本文档用于自学k8s,搭建测试环境使用,我是在mac上使用utm虚拟机工具,创建3台ubuntu22-arm64操作系统的虚拟机,配置均为2核2G,采用 1 master 2 worker架构。
创建时间:2024-09-21
一、部署架构规划
| 角色 | 主机名 | 运行组件 | ip | 配置 |
|---|---|---|---|---|
| master01 | server01 | etcd、apiserver、controller-manager、scheduler、kubelet、proxy、flannel、runc | 192.168.64.7 | 2核2G |
| worker01 | server02 | pod、kubelet、proxy、flannel、runc | 192.168.64.8 | 2核2G |
| worker02 | server03 | pod、kubelet、proxy、flannel、runc | 192.168.64.9 | 2核2G |
二、软件版本记录
- docker server :27.2.1
- containerd :1.7.22
- kubeadm : v1.28.2
- kubelet : v1.28.2
- kubectl : v1.28.2
三、集群服务器初始化(3.*操作,所有机器执行)
3.1 添加主机名
cat >> /etc/hosts <<EOF
192.168.64.7 m1 server01
192.168.64.8 w1 server02
192.168.64.9 w2 server03
EOF
3.2 主机时间保持一致,使用timedatectl
timedatectl set-time Asia/Shanghai #临时改变,重启失效
timedatectl status #查看当前时区和时间
cp /usr/share/zoneinfo/Asia/Shanghai /etc/localtime #修改配置文件,永久生效
3.3 关闭ubuntu默认ufw防火墙
systemctl status ufw
systemctl disable ufw && systemctl stop ufw
## 显示 “Active: inactive (dead)”即可
3.4 关闭swap分区
swapoff -a #临时关闭swap分区
sed -ri 's/.swap*./#&/g' /etc/fstab #sed修改配置文件永久关闭
3.5 配置内核转发及网桥过滤
##为了确保网络和资源管理的正确性和性能。
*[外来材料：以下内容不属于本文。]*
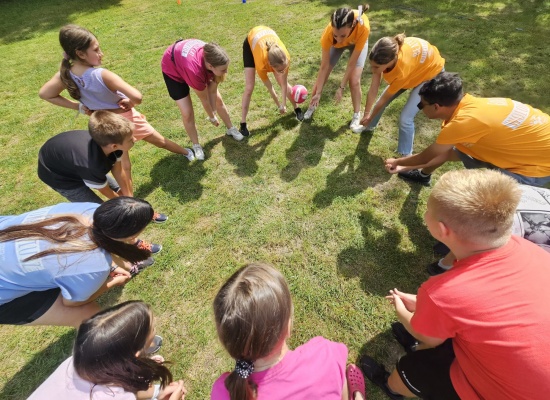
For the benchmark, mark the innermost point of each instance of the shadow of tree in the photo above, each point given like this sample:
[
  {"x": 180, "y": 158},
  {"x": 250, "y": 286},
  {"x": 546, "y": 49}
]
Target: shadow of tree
[
  {"x": 25, "y": 19},
  {"x": 350, "y": 179},
  {"x": 381, "y": 264},
  {"x": 178, "y": 176},
  {"x": 40, "y": 367}
]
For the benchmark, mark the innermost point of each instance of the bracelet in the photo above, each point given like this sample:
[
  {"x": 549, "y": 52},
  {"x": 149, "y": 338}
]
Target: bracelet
[{"x": 156, "y": 392}]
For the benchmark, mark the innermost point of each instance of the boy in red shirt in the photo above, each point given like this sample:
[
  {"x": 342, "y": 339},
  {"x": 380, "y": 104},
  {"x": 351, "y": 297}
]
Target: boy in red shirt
[{"x": 482, "y": 325}]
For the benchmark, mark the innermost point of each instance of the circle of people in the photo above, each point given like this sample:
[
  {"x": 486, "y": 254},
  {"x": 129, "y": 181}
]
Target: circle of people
[{"x": 483, "y": 312}]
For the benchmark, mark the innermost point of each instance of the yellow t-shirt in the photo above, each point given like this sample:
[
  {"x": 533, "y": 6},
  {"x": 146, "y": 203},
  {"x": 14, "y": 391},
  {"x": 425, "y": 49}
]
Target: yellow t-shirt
[
  {"x": 506, "y": 133},
  {"x": 417, "y": 61},
  {"x": 257, "y": 38},
  {"x": 358, "y": 36}
]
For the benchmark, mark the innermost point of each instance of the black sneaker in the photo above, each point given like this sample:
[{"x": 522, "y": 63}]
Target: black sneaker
[
  {"x": 244, "y": 131},
  {"x": 414, "y": 176},
  {"x": 403, "y": 337},
  {"x": 434, "y": 269},
  {"x": 140, "y": 266},
  {"x": 378, "y": 375},
  {"x": 299, "y": 114}
]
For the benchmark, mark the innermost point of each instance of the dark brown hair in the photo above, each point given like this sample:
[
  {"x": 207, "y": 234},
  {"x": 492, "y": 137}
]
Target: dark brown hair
[
  {"x": 344, "y": 17},
  {"x": 117, "y": 218},
  {"x": 385, "y": 50},
  {"x": 72, "y": 38},
  {"x": 252, "y": 312},
  {"x": 106, "y": 346}
]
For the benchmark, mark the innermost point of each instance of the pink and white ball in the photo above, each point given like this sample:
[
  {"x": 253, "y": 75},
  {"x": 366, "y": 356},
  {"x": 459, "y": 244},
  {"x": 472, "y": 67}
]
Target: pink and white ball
[{"x": 299, "y": 93}]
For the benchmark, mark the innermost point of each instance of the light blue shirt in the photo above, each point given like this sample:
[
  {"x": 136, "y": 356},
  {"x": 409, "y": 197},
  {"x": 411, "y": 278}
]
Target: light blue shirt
[{"x": 78, "y": 275}]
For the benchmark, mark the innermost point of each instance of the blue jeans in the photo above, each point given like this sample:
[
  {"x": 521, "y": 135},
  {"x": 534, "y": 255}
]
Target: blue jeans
[
  {"x": 473, "y": 163},
  {"x": 406, "y": 120}
]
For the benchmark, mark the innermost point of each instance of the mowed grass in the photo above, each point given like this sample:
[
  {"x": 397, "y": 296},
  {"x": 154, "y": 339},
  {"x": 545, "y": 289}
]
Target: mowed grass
[{"x": 311, "y": 198}]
它们确保了正确的网络转发、防火墙规则以及内存管理策略。)
##添加配置文件
cat << EOF | tee /etc/modules-load.d/k8s.conf
overlay
br_netfilter
EOF
##加载模块
modprobe overlay
modprobe br_netfilter
##添加网桥过滤及内核转发配置文件
cat <<EOF | tee /etc/sysctl.d/k8s.conf
net.bridge.bridge-nf-call-iptables = 1
net.bridge.bridge-nf-call-ip6tables = 1
net.ipv4.ip_forward = 1
vm.swappiness = 0
EOF
##载入配置使之生效
sysctl --system
3.6 安装容器运行时
容器运行时 使 Kubernetes能够有效运行容器,它负责管理 Kubernetes 环境中容器的执行和生命周期。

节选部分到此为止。